Back at the ranch otherwise known as Fox, we once covered a study reporting that people felt fame was a more important factor in happiness than family or work. In other words, your wife and kids could hate your guts, but if the waiter recognized you from that thing you did on TikTok with the electric toothbrush and a hamster, that made your night (especially if you got a free drink out of it).
To the people like me who pay attention to the need for attention, this finding is utterly predictable, but no less horrifying.
Without much effort, we’ve turned life into a global competition for attention. We’ll do anything to win. But it wasn’t always like this.
When I was growing up, I lived three houses down from Jamie Jones (a fake name, so don’t bother googling). We were the same age, in the same class—and I had no idea if he had more friends or more toys than me. A curtain of unknowing separated us.
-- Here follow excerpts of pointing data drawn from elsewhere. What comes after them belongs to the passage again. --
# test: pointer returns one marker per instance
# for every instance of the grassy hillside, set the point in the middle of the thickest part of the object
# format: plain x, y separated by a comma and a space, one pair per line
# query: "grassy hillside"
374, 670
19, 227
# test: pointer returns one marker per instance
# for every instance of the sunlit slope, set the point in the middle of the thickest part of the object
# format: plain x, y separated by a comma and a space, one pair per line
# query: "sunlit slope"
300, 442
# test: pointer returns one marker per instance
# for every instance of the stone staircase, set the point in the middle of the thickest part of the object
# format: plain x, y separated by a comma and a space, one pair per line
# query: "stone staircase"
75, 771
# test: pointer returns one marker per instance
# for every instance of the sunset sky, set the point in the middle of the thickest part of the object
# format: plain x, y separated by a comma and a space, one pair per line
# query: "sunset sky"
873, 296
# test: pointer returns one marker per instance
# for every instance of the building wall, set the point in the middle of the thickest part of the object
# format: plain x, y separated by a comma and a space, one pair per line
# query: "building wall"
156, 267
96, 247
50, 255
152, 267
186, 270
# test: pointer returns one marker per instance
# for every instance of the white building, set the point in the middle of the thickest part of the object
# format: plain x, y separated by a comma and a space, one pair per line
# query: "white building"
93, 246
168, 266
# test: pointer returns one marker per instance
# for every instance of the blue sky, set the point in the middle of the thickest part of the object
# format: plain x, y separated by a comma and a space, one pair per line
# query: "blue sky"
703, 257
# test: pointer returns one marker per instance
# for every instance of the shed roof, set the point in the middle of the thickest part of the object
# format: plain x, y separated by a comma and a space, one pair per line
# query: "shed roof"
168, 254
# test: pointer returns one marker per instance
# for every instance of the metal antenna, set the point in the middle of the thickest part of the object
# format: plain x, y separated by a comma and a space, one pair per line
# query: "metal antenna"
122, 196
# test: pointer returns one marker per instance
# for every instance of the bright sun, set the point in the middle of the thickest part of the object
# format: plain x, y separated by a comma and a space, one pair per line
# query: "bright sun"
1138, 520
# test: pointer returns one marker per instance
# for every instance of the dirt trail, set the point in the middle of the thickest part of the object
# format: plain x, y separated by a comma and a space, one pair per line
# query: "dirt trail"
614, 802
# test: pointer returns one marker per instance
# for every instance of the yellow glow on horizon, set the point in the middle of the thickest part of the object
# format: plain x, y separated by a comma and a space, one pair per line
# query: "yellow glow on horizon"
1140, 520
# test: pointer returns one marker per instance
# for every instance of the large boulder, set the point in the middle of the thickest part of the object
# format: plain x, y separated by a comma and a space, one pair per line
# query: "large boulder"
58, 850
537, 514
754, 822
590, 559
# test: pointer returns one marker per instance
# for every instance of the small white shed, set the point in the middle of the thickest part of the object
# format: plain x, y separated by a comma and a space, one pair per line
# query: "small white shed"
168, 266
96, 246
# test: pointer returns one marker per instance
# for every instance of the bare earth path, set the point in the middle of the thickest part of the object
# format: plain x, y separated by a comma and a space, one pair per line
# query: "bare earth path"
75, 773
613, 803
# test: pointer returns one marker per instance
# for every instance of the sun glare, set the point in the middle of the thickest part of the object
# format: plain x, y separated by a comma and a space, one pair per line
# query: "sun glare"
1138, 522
I never saw his family life, so I had no interest in his family life (maybe he had a mom, dad, a lizard, and perhaps a brother—I remember seeing bunk beds—but that could have been during that time I had to wear an eye patch for double vision), and he seemed a better athlete (a low bar compared to me), but that was never a bone of contention. We were friends, which meant we weren’t nosy. Now the world is vastly different. And awful. We must know all.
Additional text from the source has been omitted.